= Ugandan traditional musical instruments =

Ugandan traditional musical instruments are musical instruments used in the traditional music of Uganda across a wide variety of kingdoms and cultures. They consist of a range of percussion, string, and wind instruments, used for anything from simple communication to religious ceremonies.

== Percussion instruments ==

=== Drums ===
- Ngoma drums
  Drums made of wood and covered with cowhide, usually played in an ensemble of seven drums for celebration, communication, and storytelling, as well as being associated with royalty.

- Embuutu (big drum)
  Considered the 'female' drum, a short and wide double-membrane drum made of wood and cowhide. Used for melody of everyday life and the responsibilities of the women in a community.

- Engalabi (long drum)
  Considered the 'male' drum, a tall single-membrane drum made of wood and reptile skin. Played using only the hands and used in many ceremonies.

- Entenga Drums
  Set of Ngoma Drums specific to the Buganda kingdom, consisting of single-headed drums made of wood and covered in cowhide, played by striking them with a curved stick called an enga. Contain a stone or similar object that rattles when the drums are struck. Part of a set of royal instruments in the Buganda Kingdom.

- Bakisimba
  Referred to as the master drum, it is the largest of the Entenga drums. Makes a louder bass sound.

- Empuunya
  An Entenga drum similar to the Bakisimba in shape and sound, but slightly smaller.

- Nankasa
  Much smaller Entenga drum, making a loud, high-pitched sound.

- Namadu Drums
  A set of 7 drums vital to the identity of the Bagwere people of Uganda.

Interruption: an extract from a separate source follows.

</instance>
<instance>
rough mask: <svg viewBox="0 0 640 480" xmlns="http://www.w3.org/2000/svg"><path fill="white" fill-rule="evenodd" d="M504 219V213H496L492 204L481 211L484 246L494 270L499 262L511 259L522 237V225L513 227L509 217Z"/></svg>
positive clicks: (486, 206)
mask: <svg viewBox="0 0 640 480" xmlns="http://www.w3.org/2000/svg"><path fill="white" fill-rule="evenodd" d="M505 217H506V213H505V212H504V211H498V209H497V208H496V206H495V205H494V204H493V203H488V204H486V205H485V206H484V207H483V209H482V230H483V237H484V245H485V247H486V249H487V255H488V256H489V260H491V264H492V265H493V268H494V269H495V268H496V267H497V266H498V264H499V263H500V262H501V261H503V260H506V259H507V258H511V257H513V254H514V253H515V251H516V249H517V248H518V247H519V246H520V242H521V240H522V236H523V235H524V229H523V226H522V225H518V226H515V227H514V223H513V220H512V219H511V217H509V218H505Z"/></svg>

Played by one person during ceremonies to honor the dead, traditional rituals, celebrations, etc.

=== Idiophones ===
- Akogo
  A thumb piano made of a solid wood base with flexible metal tongues, which are plucked to create vibrations. Often played by one person, accompanied by a sung lament to relieve fatigue.

- Akadinda
  A large xylophone, traditionally with 22 keys, that is played by 3 or more people using mallets. The akadinda consists of a base made of two banana stems, with sticks pushed vertically into them, and keys that are placed between the sticks and across both banana stems.

- Amadinda
  A smaller version of the Akadinda, most often with 12 keys.

=== Rattles ===
- Akacence
  A box-shaped rattle composed of many short sticks and filled with dried seeds. They are played by shaking them side-to-side and are used to accompany the singing and dancing of women.

- Ensaasi (Enseege)
  A gourd-shaped shaker with a handle that is filled with pebbles (or something similar) to rattle when shaken. Used to accompany other instruments instead of being played solo.

- Endege
  Sets of metal bells with a strap, mostly tied to the ankles of dancers to accentuate their movements. Despite this being the most common use, they are versatile and can also be tied to the wrists or shaken by hand.

== String instruments ==
- Adungu
  Also called an Endongo, a bow harp consisting of a hollow and arched wooden body covered with cowhide, with strings connecting the body to a wooden branch on the end. Come in a variety of sizes that produce multiple vocal ranges, most commonly solo, middle, tenor and bass. Often used to lead wedding dances, but can be played solo or accompanied by other instruments.

- Ennanga
  A bow harp similar to the Adungu used for a variety of purposes, from accompanying other instruments, to storytelling, to entertaining during royal ceremonies.

- Endingidi
  A single-string fiddle made with a string attached to a flexible stick and played with a bow. They sometimes also contain a resonator. It is usually played solo to accompany and aid verbal communication.

- Inanga (Enanga)
  An African zither composed of eight strings across a slightly curved board, resembling a platter. They are used to tell many different types of stories and songs, from epics and dirges to love songs.

- Sekitulege
  Commonly known as Berimbau, a single flexible stick with both ends connected by a single string. It is played using a short stick or coin to pluck the string, and it typically has a gourd-shaped resonator attached near the bottom end. Due to its simple design (inspired by the hunting bows), it is thought to be the predecessor to all string instruments. Popularized by its function in Capoeira, it is used in many popular music genres today.

== Wind instruments ==

- Agwara
  A side-blown horn made from a cow's horn. Almost exclusively used for communication and giving signals.

- Amakondere (Amakondeere)
  A horn or trumpet made from wood or a cow/antelope horns; Often used for crowning/coronation ceremonies.

- Eng'ombe
  A side-blown horn similar to the Amakondere, but used for hunting. Played by several hunters in harmony.

- Endere
  Called an Omukuri by the Kiga, and Akalere by the Soga, a versatile flute that comes in various sizes to produce different sounds. Can be played solo, accompanied by other instruments, or in an ensemble; ensembles consist of the kiwuwa (the largest flute), the enkoloozi (the second largest), the entengezi (the second smallest), and the entengo (the smallest).

- Enkwanzi
  A panpipe composed of various flutes in a row, ordered by size and bound together, often using string.